Section 5149.23 (A), Eevised Code, provides in pertinent part:

‘ ‘ The chief of the adult parole authority may deputize any person regularly employed by another state to act as an officer and agent of this state in effecting the return of any person who has violated terms and conditions of parole or probation as granted by this state. In any matter relating to the return of such a person, any agent so deputized shall have all the powers of police officer of this state.
“Any deputization pursuant to this section shall be in writing and any person authorized to act as an agent of this state pursuant to this section shall carry formal evidence of his deputization and shall produce the same upon demand.”

That section provides for the deputizing of persons regularly employed by another state for the purpose of effecting the return to Ohio of any person who has violated the terms and conditions of parole or probation as granted by Ohio.

That section further provides that any such authority granted to such person by deputization must be in writing.

Such section does not deal with the matters of apprehension or arrest of a parole or probation violator either by the sending or the receiving state. These matters are provided for, in the instance of the sending state, in Section 5149.17 (C), Eevised Code.

The arresting authority for the state of Ohio, the receiving state in this instance, is to be found both within the Interstate Compact, in Section 5149.17 (B), Eevised Code, and in Section 2951.08 of the Eevised Code.

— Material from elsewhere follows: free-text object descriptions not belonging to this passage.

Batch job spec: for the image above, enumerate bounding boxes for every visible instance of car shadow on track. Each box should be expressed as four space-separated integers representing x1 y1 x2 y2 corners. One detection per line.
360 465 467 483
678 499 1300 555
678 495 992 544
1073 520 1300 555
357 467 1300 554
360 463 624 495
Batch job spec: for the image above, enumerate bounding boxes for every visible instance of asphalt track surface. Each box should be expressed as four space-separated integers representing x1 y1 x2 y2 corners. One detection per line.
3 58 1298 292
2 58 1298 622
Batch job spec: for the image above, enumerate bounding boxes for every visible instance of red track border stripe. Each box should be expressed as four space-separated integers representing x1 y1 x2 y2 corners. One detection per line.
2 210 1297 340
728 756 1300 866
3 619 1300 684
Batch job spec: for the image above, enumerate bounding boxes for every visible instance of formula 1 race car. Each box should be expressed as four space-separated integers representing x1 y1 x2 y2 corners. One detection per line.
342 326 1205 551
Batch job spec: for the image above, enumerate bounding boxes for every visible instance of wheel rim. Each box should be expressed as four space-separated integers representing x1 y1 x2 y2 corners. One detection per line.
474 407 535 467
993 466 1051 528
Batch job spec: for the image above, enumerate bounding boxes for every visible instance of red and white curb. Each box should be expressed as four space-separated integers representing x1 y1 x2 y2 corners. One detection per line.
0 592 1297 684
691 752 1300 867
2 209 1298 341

Section 5149.17 (B), Revised Code, provides as follows:

“Each receiving state will assume the duties of visitation of and supervision over probationers or parolees of any sending state and in the exercise of those duties will be governed by the same standards that prevail for its own probationers and parolees.”

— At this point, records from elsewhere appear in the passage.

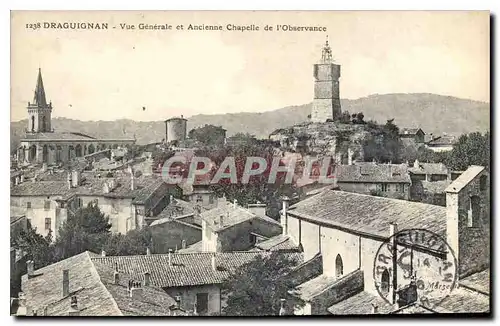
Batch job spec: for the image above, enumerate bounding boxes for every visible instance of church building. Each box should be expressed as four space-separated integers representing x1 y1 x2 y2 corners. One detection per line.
16 69 135 165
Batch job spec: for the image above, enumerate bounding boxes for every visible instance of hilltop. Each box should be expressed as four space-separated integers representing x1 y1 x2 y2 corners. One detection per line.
10 93 489 152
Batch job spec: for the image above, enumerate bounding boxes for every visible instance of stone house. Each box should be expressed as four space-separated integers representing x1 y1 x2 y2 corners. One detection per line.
399 128 425 147
280 165 489 315
336 163 412 200
425 135 457 152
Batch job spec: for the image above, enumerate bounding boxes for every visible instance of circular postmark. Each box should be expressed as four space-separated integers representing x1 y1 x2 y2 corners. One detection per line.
373 228 458 310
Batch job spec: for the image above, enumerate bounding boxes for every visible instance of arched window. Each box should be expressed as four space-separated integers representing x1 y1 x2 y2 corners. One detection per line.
75 144 82 157
56 146 62 162
380 268 390 295
31 116 35 131
29 145 37 162
335 254 343 278
88 144 95 154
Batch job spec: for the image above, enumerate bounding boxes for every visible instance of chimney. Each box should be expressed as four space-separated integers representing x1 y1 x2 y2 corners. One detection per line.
233 199 237 209
219 215 224 226
129 282 143 300
279 298 286 316
181 239 186 249
14 176 19 186
71 170 80 187
101 250 106 257
68 296 79 316
20 174 24 183
413 159 419 169
67 173 72 189
211 253 216 271
62 269 70 298
42 163 47 172
27 260 34 278
144 272 151 286
281 197 290 235
103 182 110 194
146 247 151 256
43 305 48 316
168 249 172 266
371 303 378 314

Section 2951.08, Revised Code, provides as follows:

“During a period of probation, any field officer or probation officer may arrest the defendant without a warrant and bring him before the judge or magistrate before whom the cause was pending. Such arrest may also be made by any sheriff, deputy sheriff, marshal, deputy marshal, watchman, or police officer upon the written order of the chief probation officer, if the defendant is under the supervision of a county department of probation, or on the warrant of the judge or magistrate, or on the order of an officer of the adult parole authority created by Section 5149.02 of the Revised Code, if the defendant is under its supervision.”

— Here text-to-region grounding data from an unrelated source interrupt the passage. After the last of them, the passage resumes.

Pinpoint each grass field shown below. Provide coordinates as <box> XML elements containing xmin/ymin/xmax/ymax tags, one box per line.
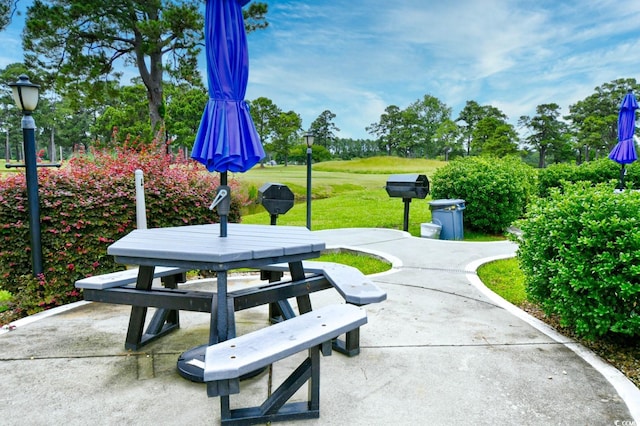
<box><xmin>0</xmin><ymin>159</ymin><xmax>21</xmax><ymax>174</ymax></box>
<box><xmin>235</xmin><ymin>157</ymin><xmax>440</xmax><ymax>237</ymax></box>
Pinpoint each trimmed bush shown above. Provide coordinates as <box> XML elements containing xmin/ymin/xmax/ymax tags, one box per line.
<box><xmin>536</xmin><ymin>162</ymin><xmax>577</xmax><ymax>197</ymax></box>
<box><xmin>0</xmin><ymin>145</ymin><xmax>247</xmax><ymax>316</ymax></box>
<box><xmin>515</xmin><ymin>182</ymin><xmax>640</xmax><ymax>338</ymax></box>
<box><xmin>538</xmin><ymin>158</ymin><xmax>635</xmax><ymax>197</ymax></box>
<box><xmin>430</xmin><ymin>156</ymin><xmax>536</xmax><ymax>233</ymax></box>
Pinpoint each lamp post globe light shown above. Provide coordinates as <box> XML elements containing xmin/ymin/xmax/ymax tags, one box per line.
<box><xmin>304</xmin><ymin>130</ymin><xmax>314</xmax><ymax>230</ymax></box>
<box><xmin>8</xmin><ymin>74</ymin><xmax>43</xmax><ymax>276</ymax></box>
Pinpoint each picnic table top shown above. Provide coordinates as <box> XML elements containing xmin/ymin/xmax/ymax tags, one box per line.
<box><xmin>107</xmin><ymin>223</ymin><xmax>326</xmax><ymax>268</ymax></box>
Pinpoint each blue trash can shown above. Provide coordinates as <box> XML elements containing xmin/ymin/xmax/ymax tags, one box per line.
<box><xmin>429</xmin><ymin>199</ymin><xmax>465</xmax><ymax>240</ymax></box>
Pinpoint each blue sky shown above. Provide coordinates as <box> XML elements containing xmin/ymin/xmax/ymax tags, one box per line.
<box><xmin>3</xmin><ymin>0</ymin><xmax>640</xmax><ymax>140</ymax></box>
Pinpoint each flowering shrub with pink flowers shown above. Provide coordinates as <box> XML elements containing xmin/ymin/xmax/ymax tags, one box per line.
<box><xmin>0</xmin><ymin>142</ymin><xmax>247</xmax><ymax>318</ymax></box>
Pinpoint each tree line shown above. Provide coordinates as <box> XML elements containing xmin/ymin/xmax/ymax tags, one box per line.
<box><xmin>0</xmin><ymin>1</ymin><xmax>635</xmax><ymax>167</ymax></box>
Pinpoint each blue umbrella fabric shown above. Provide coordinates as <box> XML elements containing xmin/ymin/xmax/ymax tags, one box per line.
<box><xmin>191</xmin><ymin>0</ymin><xmax>265</xmax><ymax>173</ymax></box>
<box><xmin>609</xmin><ymin>90</ymin><xmax>638</xmax><ymax>189</ymax></box>
<box><xmin>609</xmin><ymin>90</ymin><xmax>638</xmax><ymax>165</ymax></box>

The arrest in the instant case was carried out by an officer of the Adult Probation Department of Franklin County, Ohio.

A reading of the transcript of the docket and journal entries herein would indicate that such arrest was effectuated pursuant to a warrant issued by the Secretary of the Department of Health and Social Services of the State of Wisconsin, the counterpart of the Adult Parole Authority in the State of Ohio.

If it is assumed that, pursuant to Section 2951.08, Revised Code, a Franklin County Adult Probation Department officer could have made an arrest of one of our own Ohio probationers with, or without, a warrant, then it would appear to follow from the language of Section 5149.17 (B), Revised Code, that the Adult Probation Department officer, as in this instance, would have the same basic arresting authority relative to a probationer referred to this state for supervision by another state pursuant to the Interstate Compact.

The court below also properly held that the determination of the sending state, in this instance the state of Wisconsin, that the petitioner had violated the rules applicable to his probation, was not reviewable within the receiving state according to Section 5149.17 (C), Revised Code.

The assignment of error as urged by the petitioner is not well taken, and the judgment of the Court of Common Pleas is affirmed.

Judgment affirmed.

Dufpy, P. J., and Leach, J., concur.